Europe's current record temperature is 48C, which was recorded in Athens in Greece in 1977.
As high temperatures continue to grip #Portugal, #Spain and #France, we look at our current record holder for the highest temperature in Europe: #Athens #Greece. Details: https://t.co/gYEsjZZuBH pic.twitter.com/nFj3KAZDse— WMO | OMM (@WMO) August 3, 2018
Nuno Moreira from Portugal's IPMA forecasting agency said: "At some places we have 45C, almost 46C... [on Saturday] these temperatures could increase, so 47C perhaps."
The extreme temperatures in the Iberian peninsula are said to have been influenced by a hot air mass moving from Africa.

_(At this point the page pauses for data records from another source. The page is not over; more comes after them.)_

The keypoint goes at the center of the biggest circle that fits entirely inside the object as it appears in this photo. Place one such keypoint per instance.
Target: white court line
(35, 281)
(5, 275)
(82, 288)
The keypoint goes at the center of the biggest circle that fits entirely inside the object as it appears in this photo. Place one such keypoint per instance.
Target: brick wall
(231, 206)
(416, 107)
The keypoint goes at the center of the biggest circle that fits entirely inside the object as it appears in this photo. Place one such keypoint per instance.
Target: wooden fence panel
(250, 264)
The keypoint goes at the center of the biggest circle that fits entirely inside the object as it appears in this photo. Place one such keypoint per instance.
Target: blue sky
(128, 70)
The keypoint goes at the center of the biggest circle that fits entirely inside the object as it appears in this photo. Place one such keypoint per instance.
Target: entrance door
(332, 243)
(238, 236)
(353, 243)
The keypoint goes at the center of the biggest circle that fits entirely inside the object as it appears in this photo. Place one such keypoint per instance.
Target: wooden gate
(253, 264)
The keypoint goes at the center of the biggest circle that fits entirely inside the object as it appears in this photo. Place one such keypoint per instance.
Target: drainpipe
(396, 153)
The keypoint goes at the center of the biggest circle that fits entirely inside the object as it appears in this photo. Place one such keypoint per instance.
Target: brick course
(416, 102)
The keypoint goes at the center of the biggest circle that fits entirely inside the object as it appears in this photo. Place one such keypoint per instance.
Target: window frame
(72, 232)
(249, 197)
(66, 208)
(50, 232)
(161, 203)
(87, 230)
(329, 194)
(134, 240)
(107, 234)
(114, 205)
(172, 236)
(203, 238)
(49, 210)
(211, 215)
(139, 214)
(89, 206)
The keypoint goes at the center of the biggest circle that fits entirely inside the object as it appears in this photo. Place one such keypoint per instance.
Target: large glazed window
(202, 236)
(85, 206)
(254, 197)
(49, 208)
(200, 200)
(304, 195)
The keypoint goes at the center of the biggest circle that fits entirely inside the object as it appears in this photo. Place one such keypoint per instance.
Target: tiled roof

It comes amid a summer heatwave across Europe, with parts of Britain currently experiencing temperatures as high as 33C.
Scandanvia has also been experiencing high temperatures, leading to an increased risk of forest fires.
According to the AFP news agency, Sweden's previous highest peak - a glacier on the Kebnekaise mountain - is 'no longer the nation's tallest point' after record temperatures led to increased melting.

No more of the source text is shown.